Didalam kotak masih banyak lagi alat-alat penyiksaan yang berorientasi seksual dan sangat beragam. Pak Sumi menemukan satu gergaji besi dengan bekas darah. Pak Sumi mengambilnya dan segera berpaling untuk menghampiri anak itu.
"Tuan, Marie tersenyum, Marie tidak menangis." Kata Anak itu.
Pak Sumi menghampiri perempuan itu dan bersiap menggergaji rantai yang mengekang anak itu. Perempuan itu masih tersenyum dan kali ini seluruh badannya bergetar tegang. Ternyata dia juga agaknya buta.
"Marie tersenyum, Marie tidak menangis." Kata Anak itu lagi.
Dia berkata dengan lirih dan masih dengan senyum di wajahnya. Tapi sekarang dengan air mata yang mulai merembes. Dia merasa bahwa Pak Sumi akan menggergaji kakinya yang masih utuh.
Pak Sumi menjatuhkan gergajinya dan langsung memeluknya.

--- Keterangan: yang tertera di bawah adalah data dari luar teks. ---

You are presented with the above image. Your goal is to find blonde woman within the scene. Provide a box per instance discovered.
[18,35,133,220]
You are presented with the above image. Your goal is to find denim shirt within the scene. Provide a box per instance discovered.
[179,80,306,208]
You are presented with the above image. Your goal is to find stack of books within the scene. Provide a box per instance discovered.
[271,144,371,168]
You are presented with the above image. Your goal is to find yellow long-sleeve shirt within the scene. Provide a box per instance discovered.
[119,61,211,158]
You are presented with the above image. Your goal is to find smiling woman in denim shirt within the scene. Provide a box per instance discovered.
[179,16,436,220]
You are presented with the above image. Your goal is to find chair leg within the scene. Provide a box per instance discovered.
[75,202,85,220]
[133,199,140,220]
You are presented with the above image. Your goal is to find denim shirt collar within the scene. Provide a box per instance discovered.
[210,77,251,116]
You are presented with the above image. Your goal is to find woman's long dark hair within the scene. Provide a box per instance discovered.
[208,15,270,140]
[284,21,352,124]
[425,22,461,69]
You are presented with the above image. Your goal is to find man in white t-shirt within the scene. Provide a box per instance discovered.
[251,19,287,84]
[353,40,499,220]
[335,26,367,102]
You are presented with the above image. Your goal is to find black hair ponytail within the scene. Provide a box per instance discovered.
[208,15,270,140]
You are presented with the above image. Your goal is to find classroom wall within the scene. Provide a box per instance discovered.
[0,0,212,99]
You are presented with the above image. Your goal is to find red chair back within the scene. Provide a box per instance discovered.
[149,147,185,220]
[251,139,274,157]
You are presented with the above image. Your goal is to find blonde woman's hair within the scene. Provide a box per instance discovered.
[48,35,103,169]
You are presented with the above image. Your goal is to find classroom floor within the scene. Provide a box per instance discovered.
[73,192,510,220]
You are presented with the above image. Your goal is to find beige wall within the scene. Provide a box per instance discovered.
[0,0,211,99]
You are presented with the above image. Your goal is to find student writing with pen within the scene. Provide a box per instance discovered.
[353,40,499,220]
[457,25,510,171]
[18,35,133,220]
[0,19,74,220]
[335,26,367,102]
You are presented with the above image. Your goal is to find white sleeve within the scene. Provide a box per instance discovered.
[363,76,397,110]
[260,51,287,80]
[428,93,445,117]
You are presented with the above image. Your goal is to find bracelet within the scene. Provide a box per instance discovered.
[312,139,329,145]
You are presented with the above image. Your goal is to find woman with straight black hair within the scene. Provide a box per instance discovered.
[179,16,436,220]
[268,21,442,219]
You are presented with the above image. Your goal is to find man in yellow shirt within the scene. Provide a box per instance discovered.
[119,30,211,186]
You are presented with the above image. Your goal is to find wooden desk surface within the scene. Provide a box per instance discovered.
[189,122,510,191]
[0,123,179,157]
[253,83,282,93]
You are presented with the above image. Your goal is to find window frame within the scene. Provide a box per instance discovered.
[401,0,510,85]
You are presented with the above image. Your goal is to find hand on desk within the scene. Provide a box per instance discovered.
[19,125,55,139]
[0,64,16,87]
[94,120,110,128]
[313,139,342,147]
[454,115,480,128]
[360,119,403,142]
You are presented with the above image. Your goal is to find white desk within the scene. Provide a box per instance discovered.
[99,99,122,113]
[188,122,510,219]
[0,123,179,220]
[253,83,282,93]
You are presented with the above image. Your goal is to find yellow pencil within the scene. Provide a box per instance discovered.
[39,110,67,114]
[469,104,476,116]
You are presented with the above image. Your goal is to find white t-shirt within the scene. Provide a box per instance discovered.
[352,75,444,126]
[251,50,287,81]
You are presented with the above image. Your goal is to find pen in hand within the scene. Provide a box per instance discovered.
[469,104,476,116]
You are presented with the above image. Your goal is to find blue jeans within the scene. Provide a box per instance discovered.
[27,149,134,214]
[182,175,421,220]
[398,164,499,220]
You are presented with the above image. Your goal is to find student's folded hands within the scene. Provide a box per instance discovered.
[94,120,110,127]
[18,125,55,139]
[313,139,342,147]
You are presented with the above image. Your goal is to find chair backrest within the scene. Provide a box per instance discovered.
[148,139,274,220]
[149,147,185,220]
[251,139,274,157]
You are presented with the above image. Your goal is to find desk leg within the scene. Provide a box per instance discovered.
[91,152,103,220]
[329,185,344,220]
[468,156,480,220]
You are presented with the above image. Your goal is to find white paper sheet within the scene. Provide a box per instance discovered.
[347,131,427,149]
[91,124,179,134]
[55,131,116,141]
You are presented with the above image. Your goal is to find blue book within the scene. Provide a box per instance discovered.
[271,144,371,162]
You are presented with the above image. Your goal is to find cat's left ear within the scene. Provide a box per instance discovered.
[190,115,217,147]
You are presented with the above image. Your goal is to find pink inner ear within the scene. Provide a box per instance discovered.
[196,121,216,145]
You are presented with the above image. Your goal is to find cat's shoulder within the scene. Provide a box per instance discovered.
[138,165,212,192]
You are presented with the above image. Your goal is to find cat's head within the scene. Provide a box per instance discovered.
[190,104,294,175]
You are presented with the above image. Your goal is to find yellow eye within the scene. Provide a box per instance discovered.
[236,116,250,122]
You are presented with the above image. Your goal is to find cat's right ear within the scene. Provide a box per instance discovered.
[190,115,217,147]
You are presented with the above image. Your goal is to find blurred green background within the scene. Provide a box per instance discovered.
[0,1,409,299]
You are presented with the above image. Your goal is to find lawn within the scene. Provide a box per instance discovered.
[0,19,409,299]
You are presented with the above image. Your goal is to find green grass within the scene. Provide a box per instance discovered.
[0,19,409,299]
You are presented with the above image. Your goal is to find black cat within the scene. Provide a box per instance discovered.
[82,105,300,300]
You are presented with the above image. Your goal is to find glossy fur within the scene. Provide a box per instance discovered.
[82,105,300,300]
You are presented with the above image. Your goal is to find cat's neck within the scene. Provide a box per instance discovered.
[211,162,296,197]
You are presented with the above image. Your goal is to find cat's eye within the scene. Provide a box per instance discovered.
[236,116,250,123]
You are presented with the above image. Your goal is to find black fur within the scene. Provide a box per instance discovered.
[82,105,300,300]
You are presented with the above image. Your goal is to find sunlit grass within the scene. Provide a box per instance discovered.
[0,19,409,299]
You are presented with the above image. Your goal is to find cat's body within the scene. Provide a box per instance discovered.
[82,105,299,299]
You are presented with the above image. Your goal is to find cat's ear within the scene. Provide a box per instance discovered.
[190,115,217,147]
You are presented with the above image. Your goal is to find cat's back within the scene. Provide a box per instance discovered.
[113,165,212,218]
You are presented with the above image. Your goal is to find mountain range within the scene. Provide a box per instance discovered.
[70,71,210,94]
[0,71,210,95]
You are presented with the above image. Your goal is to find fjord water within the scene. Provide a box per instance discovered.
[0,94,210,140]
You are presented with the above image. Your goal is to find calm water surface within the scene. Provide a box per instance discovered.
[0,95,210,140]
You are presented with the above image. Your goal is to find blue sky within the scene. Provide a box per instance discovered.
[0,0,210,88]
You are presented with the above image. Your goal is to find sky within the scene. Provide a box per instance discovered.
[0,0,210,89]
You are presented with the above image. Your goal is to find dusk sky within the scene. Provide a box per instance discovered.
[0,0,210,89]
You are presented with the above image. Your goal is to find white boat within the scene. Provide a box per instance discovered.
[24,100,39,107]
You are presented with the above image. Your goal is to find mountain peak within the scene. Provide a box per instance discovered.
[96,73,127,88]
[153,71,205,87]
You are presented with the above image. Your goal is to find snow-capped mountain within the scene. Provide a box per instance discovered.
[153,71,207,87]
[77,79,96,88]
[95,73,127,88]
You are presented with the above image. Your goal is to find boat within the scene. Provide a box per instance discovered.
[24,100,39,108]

Dia masih tersenyum dengan badannya yang bergetar hebat.
"Apa kamu ingin diselamatkan?" Kata Pak Sumi.
"..." Anak itu terdiam
"Apa kamu ingin bebas?"
"..." Anak itu terdiam, perlahan senyumannya memudar.
Pak Sumi mendekat ke telinga anak itu, sambil berbisik,
"Aku katakan sekali lagi, apa Marie ingin keluar dari tempat ini?" Bisik Pak Sumi.

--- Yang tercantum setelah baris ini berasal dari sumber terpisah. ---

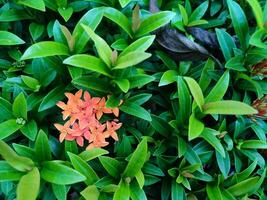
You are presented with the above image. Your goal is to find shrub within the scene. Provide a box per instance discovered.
[0,0,267,200]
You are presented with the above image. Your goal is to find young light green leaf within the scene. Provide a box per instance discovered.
[136,11,175,37]
[16,0,45,12]
[184,77,205,110]
[188,113,205,140]
[0,119,23,140]
[17,167,40,200]
[120,35,155,56]
[103,7,133,37]
[201,128,225,158]
[81,185,100,200]
[227,0,249,50]
[0,31,25,46]
[34,130,52,162]
[20,120,38,141]
[81,24,112,67]
[247,0,264,29]
[206,184,223,200]
[79,148,109,162]
[12,93,27,120]
[215,28,236,61]
[63,54,110,76]
[41,161,86,185]
[189,1,209,22]
[205,70,230,103]
[98,156,122,178]
[68,152,99,185]
[120,102,152,121]
[113,179,130,200]
[123,138,147,178]
[113,51,151,69]
[0,140,34,172]
[21,41,69,60]
[38,86,65,112]
[203,100,258,115]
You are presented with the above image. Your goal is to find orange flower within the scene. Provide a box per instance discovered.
[55,90,122,149]
[104,121,122,141]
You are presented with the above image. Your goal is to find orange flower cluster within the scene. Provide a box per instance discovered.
[54,90,122,149]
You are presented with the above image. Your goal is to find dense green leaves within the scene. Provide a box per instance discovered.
[21,41,69,60]
[17,167,40,200]
[0,31,24,46]
[41,161,86,185]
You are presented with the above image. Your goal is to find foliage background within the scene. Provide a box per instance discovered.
[0,0,267,200]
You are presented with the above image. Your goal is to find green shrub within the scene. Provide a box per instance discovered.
[0,0,267,200]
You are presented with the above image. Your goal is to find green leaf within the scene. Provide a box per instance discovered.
[119,0,132,8]
[113,179,130,200]
[159,70,179,87]
[227,0,249,50]
[205,70,230,103]
[247,0,264,29]
[206,184,223,200]
[21,41,69,60]
[120,35,155,56]
[103,7,132,37]
[178,4,188,25]
[99,156,122,178]
[201,128,225,158]
[227,176,260,196]
[58,7,73,22]
[184,77,204,111]
[68,152,99,185]
[113,52,151,69]
[225,56,247,72]
[215,28,236,61]
[171,181,186,200]
[20,120,38,141]
[16,167,40,200]
[38,86,65,112]
[29,22,45,41]
[0,160,25,182]
[123,138,147,178]
[79,148,109,162]
[128,74,155,88]
[189,1,209,23]
[0,31,25,46]
[41,161,86,185]
[34,130,52,162]
[203,100,258,115]
[73,8,103,53]
[81,24,112,67]
[188,113,205,140]
[113,79,130,93]
[216,151,231,178]
[81,185,100,200]
[12,93,27,120]
[120,102,152,121]
[238,140,267,149]
[136,11,175,37]
[52,184,67,200]
[0,119,23,139]
[177,76,192,125]
[16,0,45,12]
[63,54,110,76]
[0,140,34,172]
[199,58,215,91]
[21,75,40,92]
[72,76,110,93]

Anak itu bergeming, tetap tersenyum dengan badan yang bergetar hebat. Pak Sumi mulai menggergaji rantainya, terdengar suara decitan yang sangat mengganggu, dan akhirnya lepas. Dengan segera Pak Sumi menggendong anak itu.

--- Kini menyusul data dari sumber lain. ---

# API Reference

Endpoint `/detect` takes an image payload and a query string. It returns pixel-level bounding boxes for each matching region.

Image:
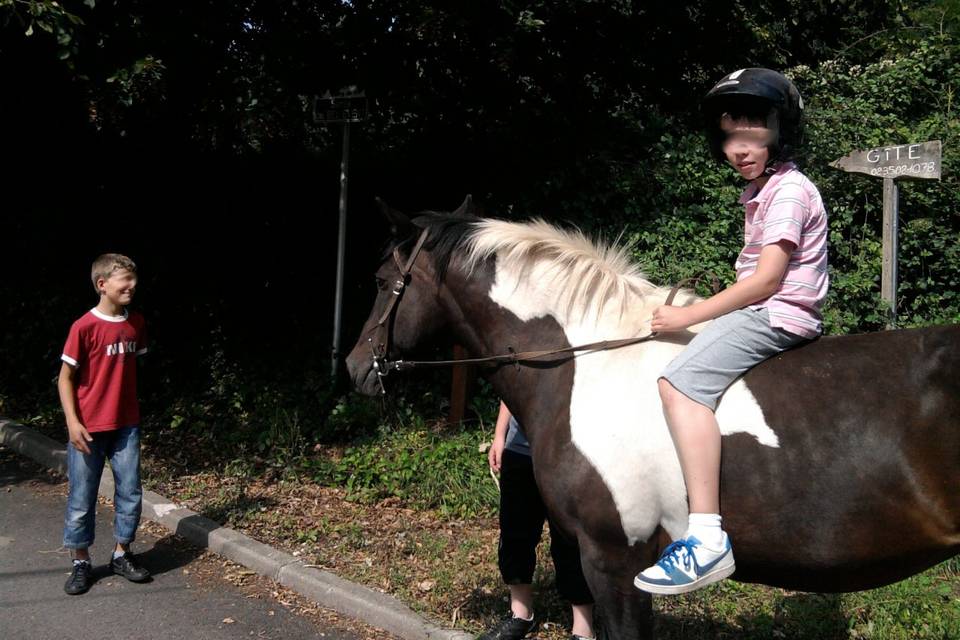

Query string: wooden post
[447,344,477,425]
[880,178,900,329]
[830,140,942,329]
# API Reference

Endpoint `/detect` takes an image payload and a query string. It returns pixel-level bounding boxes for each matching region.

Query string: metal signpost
[830,140,941,329]
[313,92,367,380]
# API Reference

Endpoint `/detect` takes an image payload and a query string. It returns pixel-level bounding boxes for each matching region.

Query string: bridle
[367,229,720,395]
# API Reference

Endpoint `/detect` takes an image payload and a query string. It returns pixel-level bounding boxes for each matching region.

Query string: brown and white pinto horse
[347,199,960,638]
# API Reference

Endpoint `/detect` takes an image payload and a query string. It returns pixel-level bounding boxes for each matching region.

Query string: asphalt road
[0,447,362,640]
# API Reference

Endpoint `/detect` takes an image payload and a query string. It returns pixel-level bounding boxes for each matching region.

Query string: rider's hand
[67,421,93,455]
[650,305,695,331]
[487,438,505,473]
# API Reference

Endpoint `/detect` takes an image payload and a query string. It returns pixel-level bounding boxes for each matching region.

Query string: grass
[9,382,960,640]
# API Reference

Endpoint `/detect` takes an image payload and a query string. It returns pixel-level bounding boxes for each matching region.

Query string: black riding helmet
[702,68,803,166]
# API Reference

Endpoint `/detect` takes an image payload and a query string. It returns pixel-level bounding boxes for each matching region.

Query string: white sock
[684,513,727,551]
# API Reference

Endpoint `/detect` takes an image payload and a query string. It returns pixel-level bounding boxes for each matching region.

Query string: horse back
[721,325,960,591]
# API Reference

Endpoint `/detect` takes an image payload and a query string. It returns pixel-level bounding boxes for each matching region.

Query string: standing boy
[57,253,150,595]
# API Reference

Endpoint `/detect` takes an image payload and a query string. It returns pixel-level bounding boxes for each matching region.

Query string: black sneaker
[63,561,93,596]
[110,551,150,582]
[477,616,537,640]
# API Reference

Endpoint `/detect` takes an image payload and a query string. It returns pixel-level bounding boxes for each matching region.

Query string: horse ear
[374,197,413,236]
[453,193,477,216]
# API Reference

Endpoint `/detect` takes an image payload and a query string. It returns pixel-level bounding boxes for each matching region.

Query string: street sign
[313,87,367,380]
[830,140,941,180]
[313,93,367,124]
[830,140,942,329]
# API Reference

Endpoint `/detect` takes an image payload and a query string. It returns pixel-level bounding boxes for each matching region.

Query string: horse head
[346,196,476,395]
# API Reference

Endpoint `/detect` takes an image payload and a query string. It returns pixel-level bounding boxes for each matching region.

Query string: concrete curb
[0,417,473,640]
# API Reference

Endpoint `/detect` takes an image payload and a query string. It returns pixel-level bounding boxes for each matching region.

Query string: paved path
[0,447,358,640]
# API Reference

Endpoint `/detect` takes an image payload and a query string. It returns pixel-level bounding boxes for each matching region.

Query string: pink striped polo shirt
[736,162,829,338]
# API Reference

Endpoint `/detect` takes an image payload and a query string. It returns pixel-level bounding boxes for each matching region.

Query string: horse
[346,197,960,639]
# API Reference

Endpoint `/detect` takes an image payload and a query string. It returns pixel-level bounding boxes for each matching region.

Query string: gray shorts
[660,307,807,411]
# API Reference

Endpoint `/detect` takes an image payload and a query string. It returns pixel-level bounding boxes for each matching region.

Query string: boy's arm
[650,240,794,331]
[57,362,93,454]
[487,400,510,471]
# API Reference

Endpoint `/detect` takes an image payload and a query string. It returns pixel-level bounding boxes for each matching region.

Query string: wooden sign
[830,140,941,180]
[313,93,367,124]
[830,140,941,329]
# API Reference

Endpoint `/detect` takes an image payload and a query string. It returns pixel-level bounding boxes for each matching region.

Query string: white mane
[466,219,696,330]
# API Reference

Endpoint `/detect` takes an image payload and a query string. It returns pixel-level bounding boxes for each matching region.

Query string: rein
[367,229,720,395]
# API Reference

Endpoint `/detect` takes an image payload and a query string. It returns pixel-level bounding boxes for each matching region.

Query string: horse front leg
[580,541,656,640]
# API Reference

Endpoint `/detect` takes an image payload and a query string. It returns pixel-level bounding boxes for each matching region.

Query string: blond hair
[90,253,137,293]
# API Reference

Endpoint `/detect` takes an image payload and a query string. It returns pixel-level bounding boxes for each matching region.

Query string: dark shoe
[110,551,150,582]
[63,561,93,596]
[477,616,537,640]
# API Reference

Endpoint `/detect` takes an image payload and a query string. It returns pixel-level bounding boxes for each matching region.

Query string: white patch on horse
[478,222,779,545]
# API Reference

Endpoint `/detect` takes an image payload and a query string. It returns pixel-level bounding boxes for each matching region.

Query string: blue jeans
[63,425,143,549]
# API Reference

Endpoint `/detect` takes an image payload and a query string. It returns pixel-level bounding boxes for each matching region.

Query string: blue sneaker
[633,536,737,595]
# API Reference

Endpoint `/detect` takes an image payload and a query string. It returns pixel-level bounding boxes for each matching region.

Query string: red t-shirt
[60,308,147,432]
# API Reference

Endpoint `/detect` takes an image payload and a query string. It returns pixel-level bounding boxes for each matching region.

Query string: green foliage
[314,423,497,517]
[608,26,960,333]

"Bau busuk apa ini." Kata Pak Sumi di sepanjang jalan.
Tentu saja itu dari badan anak yang tidak mandi. Mandi? menghirup udara segar pun tidak pernah, hanya ada udara pengap yang hanya berganti jika pintu dibuka. Lalu Pak Sumi merasa ada sesuatu yang menggeliat di tangannya. Itu belatung.
"Ah sial, dari mana hewan ini muncul." Segera Pak Sumi menurunkan anak itu didepan mobil. Waktu menunjukkan sudah hampir jam 3 pagi. Lampu toko yang mati dan tidak ada lampu jalan membuat sekeliling terlihat gelap, ditambah dengan seorang anak yang mirip boneka usang, membuat semakin mencekam malam itu.
"Mana senter, senter, ah ini dia". padahal selama ini senter itu ada di saku celana belakang Pak Sumi. Ternyata dari pangkal amputasi tangan dan kaki, ada sekitar 5 belatung yang bergelantungan di siku dan lutut anak itu. Dengan cekatan Pak Sumi mengambilnya satu per-satu. Rasa jijik telah dikalahkan oleh besarnya rasa empati beliau.